By Ben Fowlkes
January 22, 2010

Mike Swick had gotten used to going back to the locker room a winner. Four straight victories and two-and-a-half years without a loss will do that. But as he sat backstage at the MEN Arena in Manchester, England, after dropping a decision to Dan Hardy at UFC 105, it hit him. For the first time since 2007, he was going home a loser.

"I was devastated," Swick said, reflecting on the bout that likely would have landed him a title shot. "The whole experience, it was just a rough week for me, from beginning to end. It was a lot for me to handle, and the loss really affected me. I hate losing so much."

And he did lose. This much he can admit. Hardy, already the hometown favorite of the British crowd, staggered Swick with his punching power and left an indelible impression on the judges.

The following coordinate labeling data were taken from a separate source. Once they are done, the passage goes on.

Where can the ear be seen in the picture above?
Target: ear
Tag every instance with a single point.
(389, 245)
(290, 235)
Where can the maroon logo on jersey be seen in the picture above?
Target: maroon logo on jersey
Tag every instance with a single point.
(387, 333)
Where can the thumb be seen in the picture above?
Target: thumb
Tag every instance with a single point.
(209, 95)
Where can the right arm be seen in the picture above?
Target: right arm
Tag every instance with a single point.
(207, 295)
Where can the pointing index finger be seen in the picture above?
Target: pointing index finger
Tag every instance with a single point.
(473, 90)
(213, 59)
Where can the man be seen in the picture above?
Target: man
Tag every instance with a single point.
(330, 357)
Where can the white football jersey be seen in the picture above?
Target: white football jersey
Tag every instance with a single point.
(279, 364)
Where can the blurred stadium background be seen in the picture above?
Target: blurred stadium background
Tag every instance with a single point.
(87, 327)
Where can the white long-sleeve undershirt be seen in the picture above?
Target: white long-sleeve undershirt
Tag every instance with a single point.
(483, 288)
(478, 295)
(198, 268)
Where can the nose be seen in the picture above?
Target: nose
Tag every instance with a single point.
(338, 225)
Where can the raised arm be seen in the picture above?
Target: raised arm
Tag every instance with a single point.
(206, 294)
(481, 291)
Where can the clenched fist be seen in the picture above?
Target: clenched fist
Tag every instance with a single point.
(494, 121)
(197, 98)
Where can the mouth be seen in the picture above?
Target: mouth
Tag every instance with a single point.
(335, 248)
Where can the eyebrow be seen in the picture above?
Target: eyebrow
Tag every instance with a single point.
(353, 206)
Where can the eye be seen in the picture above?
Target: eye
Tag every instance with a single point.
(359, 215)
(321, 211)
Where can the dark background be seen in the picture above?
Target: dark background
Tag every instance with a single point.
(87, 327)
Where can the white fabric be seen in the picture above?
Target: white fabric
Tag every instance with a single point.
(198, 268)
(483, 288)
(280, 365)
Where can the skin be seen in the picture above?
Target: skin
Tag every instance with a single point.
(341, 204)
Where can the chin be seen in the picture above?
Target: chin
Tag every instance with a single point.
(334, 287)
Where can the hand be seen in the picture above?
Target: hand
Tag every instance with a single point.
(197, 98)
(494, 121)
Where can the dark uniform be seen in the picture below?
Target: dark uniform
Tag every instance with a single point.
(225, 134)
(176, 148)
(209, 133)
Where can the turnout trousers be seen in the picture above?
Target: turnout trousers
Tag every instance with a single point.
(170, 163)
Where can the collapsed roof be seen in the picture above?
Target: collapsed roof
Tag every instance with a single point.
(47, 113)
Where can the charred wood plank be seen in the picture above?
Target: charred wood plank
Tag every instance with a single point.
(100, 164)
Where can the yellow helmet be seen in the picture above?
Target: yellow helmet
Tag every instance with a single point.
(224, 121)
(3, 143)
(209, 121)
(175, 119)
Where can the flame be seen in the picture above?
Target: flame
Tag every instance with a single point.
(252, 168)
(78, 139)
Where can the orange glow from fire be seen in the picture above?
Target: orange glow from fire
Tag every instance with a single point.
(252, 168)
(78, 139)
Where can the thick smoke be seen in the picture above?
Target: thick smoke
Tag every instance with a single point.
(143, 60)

When the final horn sounded, Swick knew that he'd been beaten. He accepts that. What he can't accept, he says, is the suggestion that Hardy might be the better overall fighter.

"It was clear he won," Swick said. "Hats off to him for that. But I think nine out of 10 times I win that fight. I think he's a good guy and a good fighter, but I just can't swallow that he's the better fighter. I don't believe that."

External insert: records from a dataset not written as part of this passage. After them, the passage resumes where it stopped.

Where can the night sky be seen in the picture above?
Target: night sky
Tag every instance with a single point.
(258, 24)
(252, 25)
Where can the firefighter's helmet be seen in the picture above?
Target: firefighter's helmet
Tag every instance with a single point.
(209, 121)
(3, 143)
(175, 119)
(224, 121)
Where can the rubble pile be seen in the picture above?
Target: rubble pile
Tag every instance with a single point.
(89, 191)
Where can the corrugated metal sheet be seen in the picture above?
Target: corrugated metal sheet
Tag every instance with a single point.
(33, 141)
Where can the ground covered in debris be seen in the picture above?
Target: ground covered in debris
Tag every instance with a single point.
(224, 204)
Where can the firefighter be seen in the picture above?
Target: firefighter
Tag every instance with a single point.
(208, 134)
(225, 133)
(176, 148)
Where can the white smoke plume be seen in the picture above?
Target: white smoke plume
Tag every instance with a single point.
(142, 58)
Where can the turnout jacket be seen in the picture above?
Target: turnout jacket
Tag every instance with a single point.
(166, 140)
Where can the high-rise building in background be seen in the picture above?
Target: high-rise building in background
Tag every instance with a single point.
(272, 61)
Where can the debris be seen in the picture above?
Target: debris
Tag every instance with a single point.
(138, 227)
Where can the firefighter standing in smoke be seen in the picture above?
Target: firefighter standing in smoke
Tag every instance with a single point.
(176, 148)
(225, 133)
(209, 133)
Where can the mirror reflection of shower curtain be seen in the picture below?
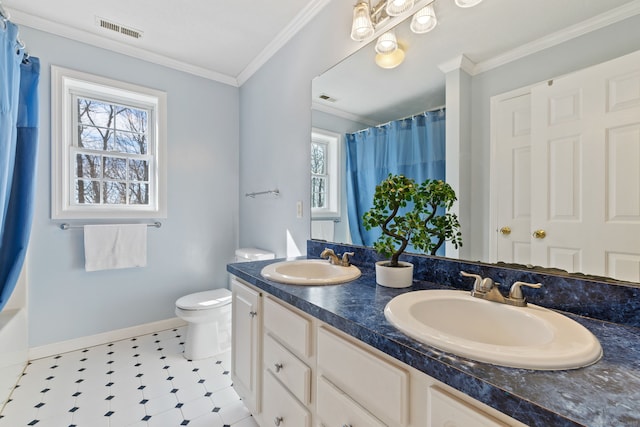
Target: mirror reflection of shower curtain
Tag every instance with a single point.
(19, 78)
(413, 147)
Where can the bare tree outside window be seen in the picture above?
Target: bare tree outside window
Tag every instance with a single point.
(112, 160)
(319, 175)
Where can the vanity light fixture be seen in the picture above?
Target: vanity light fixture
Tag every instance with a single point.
(398, 7)
(367, 20)
(387, 43)
(424, 20)
(389, 53)
(362, 27)
(467, 3)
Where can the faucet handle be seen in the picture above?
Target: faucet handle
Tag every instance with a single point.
(345, 258)
(516, 289)
(477, 284)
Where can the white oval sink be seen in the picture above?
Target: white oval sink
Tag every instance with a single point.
(529, 337)
(310, 272)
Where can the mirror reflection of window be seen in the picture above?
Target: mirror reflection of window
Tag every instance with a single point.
(325, 174)
(319, 176)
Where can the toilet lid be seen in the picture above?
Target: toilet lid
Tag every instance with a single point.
(204, 300)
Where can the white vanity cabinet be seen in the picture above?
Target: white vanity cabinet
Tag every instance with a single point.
(288, 366)
(293, 370)
(375, 386)
(246, 343)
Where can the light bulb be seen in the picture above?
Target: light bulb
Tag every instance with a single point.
(362, 27)
(424, 20)
(397, 7)
(386, 43)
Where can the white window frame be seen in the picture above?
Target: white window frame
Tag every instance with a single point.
(332, 141)
(66, 86)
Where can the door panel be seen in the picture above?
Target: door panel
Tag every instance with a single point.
(586, 170)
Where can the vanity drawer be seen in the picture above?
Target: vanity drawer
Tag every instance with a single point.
(288, 326)
(334, 408)
(446, 410)
(379, 386)
(290, 370)
(280, 407)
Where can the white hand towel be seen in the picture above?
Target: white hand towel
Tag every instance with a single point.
(115, 246)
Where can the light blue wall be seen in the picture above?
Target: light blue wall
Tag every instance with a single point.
(596, 47)
(275, 105)
(275, 112)
(189, 253)
(340, 125)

It doesn't make things any easier to see Hardy propelled to new heights as a result of the win. He faces UFC welterweight champ Georges St. Pierre in a main event bout in March, while Swick gets shuffled back into the middle of the pack to face Paulo Thiago at UFC 109 on Feb. 6.

It's a bitter pill to swallow, particularly for a guy as fiercely competitive as Swick. This is someone who taught himself to golf in a matter of weeks after being embarrassed on the links by his father-in-law.

Losing is bad enough. Losing to someone who goes on to take what he thought would be his title shot is even worse, and he can't bring himself to say that Hardy deserves the opportunity.

"The thing about this sport is, there are so many variables that go into it," Swick said. "He did beat me. And if I would have won then I would have been the No. 1 contender, so you can look at it that way. But just because he won that fight, I don't think that means he deserves a title shot. He's only had three fights in the UFC and he's only had one finish. He hasn't had the same road that a lot of the top welterweights in the UFC have. Even though he beat me, I have to say he doesn't deserve it. If he thinks he does, I'm sorry, but he's wrong."

Swick's bout with Thiago, who is 1-1 against AKA fighters, isn't about team loyalty or any other pre-packaged storyline, he insists. It's about nothing more complicated than an attempt to get back in the win column. As much as he wants another shot at Hardy, and as badly as he'd like to prove that he's the better fighter, wishing isn't going to make it happen.

"I just have to get back in there and keep going," he said. "No matter what I do, [Hardy] is not going to be my next fight. Aside from trying to get that rematch, I also just have to get back on the winning track. That's a huge motivator for me. Feb. 6, I have a chance to do that, to go out there and get a win and not sit on this loss for too long. That's all I'm trying to do right now."

In a division as crowded as the UFC's welterweight class, where everyone has earned their spot and there's always someone else struggling to take yours, nothing is guaranteed.